Municipal internships mooted

2011-11-24 16:27

Johannesburg - An internship programme to train municipal officials to deal with infrastructure problems is on the cards, Co-operative Governance Minister Richard Baloyi said on Thursday.

"I will engage with universities to work with us through an internship programme and try [to] shape their courses to help interns deal with specific problems in the municipality," said Baloyi.

An internship programme should be set up where academics worked for the municipality for a year as a practical part of their courses, he said.

This would help generate the skills needed to deal with ageing and failing infrastructure.

Baloyi urged municipal officials to work together and provide solutions "that would not become problems in the future".

"We want to reach a situation where all people see us as champions of service delivery."

Baloyi was speaking at a municipal infrastructure consultative conference in Boksburg.

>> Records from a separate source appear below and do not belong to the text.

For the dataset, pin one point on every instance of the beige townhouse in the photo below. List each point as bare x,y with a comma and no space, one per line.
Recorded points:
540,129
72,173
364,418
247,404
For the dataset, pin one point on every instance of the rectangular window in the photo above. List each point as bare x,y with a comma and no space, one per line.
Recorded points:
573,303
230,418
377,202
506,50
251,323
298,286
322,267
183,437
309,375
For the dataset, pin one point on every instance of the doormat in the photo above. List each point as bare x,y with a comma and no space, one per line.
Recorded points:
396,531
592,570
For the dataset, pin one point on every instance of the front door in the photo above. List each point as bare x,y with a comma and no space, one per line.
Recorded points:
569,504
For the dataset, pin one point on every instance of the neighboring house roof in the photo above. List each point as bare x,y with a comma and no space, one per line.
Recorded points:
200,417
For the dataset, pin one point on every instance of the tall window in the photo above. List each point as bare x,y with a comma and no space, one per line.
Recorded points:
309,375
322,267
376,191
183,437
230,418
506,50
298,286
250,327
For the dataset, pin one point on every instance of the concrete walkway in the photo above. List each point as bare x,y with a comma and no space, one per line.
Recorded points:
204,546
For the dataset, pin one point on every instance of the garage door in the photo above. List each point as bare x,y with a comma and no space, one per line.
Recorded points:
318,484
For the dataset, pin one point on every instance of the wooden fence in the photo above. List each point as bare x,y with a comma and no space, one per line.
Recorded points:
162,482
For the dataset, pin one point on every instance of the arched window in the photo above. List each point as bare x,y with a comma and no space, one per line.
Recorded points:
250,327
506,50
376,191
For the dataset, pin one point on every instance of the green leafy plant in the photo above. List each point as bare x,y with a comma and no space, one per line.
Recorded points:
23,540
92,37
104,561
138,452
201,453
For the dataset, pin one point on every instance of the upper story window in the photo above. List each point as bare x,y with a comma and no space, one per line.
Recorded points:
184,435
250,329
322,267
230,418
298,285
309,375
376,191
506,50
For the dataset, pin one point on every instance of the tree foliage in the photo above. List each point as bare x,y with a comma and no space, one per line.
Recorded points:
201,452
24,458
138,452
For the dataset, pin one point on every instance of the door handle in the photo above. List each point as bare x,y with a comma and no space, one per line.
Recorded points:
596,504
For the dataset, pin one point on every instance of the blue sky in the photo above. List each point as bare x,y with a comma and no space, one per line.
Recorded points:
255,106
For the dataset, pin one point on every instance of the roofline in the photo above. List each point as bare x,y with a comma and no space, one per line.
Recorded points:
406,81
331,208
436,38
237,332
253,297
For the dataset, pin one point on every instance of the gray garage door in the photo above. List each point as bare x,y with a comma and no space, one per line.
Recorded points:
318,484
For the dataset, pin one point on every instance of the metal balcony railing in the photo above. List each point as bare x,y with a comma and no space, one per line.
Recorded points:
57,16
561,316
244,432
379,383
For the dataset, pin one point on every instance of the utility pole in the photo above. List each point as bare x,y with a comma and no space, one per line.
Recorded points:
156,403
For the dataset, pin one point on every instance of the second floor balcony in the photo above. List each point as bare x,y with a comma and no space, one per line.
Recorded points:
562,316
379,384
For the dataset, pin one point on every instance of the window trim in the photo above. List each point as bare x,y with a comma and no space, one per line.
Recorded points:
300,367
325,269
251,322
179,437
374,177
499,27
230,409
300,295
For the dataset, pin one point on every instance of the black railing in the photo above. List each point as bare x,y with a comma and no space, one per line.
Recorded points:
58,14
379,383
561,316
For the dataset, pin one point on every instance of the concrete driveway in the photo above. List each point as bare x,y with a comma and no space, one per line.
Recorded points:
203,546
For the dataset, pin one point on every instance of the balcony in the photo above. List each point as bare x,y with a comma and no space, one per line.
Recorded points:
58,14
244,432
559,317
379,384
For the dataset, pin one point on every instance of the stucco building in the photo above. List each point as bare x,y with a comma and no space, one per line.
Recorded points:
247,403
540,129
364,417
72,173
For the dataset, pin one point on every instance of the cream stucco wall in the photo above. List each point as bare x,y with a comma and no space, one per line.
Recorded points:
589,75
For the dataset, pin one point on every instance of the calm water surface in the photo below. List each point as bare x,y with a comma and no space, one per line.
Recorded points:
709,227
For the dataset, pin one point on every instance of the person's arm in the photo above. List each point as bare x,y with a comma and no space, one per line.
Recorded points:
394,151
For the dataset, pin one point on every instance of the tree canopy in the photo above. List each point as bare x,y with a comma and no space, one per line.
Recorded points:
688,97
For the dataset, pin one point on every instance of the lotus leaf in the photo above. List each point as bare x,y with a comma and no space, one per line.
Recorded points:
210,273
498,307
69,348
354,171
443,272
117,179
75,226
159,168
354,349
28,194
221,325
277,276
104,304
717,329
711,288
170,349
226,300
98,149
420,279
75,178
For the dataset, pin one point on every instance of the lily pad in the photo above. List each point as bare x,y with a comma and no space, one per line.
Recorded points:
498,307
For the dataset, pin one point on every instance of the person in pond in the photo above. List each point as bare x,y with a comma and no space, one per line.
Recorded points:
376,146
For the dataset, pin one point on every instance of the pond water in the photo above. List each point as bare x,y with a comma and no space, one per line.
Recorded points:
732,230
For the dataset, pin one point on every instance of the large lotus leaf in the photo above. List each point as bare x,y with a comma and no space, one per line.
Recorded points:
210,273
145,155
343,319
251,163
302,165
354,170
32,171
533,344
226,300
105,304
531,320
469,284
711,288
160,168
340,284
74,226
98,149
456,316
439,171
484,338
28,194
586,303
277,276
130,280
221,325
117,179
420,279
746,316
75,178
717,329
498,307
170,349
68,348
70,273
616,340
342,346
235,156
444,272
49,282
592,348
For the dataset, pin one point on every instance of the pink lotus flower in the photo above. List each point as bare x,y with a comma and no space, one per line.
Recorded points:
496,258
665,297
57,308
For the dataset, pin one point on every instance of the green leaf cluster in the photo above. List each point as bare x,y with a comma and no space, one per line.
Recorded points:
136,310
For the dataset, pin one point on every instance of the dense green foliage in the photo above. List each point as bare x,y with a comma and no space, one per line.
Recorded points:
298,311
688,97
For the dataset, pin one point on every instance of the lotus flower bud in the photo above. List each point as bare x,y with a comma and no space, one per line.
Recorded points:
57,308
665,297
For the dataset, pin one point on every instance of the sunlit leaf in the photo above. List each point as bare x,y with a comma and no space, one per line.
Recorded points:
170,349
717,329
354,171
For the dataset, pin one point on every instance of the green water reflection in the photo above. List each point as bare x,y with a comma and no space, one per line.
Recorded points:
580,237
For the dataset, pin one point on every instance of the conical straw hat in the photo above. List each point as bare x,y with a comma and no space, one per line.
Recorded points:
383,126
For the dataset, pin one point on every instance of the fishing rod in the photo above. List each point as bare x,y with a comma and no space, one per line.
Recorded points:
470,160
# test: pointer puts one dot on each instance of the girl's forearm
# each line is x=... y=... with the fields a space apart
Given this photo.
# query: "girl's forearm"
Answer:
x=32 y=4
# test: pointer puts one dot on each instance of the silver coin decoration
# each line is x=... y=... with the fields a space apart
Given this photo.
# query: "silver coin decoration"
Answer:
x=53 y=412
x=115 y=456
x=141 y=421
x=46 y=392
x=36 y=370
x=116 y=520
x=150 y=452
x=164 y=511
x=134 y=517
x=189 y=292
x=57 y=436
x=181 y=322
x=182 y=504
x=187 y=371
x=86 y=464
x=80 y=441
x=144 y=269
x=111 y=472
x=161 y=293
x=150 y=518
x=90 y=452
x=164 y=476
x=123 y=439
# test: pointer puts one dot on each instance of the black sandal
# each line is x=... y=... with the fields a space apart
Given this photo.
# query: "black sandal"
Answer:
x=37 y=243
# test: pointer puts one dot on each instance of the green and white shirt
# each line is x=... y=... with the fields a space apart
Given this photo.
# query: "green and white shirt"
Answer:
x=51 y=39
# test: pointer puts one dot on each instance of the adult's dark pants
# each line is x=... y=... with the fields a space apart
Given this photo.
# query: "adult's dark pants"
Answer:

The conference was discussing ways of supporting municipalities with planning, developing, repairing and maintaining ailing infrastructure to improve service delivery.

Baloyi earlier said municipal leaders and officials should stop blaming poor service delivery on apartheid.

"We can't blame it [service delivery] on apartheid. Gone are those days," he told delegates.

"Today, we cannot claim that we do not own this infrastructure. It is for us to rise above it and do something [about failing infrastructure]."

  • David - 2011-11-25 06:22

    Awesome idea, bringing back the old apprenticeship programs is a must for the economy to grow, we need skills. If I remember correctly the minister of Defence was also mumbling about conscription. Would this not sort out our youth unemployment rates. Also consription would not have to be exclusively army/defence but could incorporate hospitals, engineering, or even municiapal work, also use it as a springboard for further education. Going this route we wouldn't need to overspend on extortionist tender fees, we'd have unemployed youth housed fed and skilled properly - hence giving us a generation of real hope.

  • Gail - 2011-11-25 11:19

    Too little too late though at least he is acknowledging where the problems originated from. A lot of the problems stem from the fact that the liberators had made uninformed promises based on spurious information and in order to appear to be getting rid of imperialists they threw the baby out with the bathwater paying them all out early retirement packages etc and replacing them with people who didn't know the abc's of planning, budgeting, maintainence etc. How many experienced teachers, doctors, policemen to name but a few saw the writing on the wall and took the offered packages and their skills and money to other countries. Politicians don't work for free so how on earth could you promise free education, free health care etc to people who spend at least 4 years at tertiary institutions before actually putting into practice the theories they have gained. The ANC broke the chain of knowledge transition to the most qualified person from the experienced AND qualified person before them in an effort to fulfil expectations of the majority.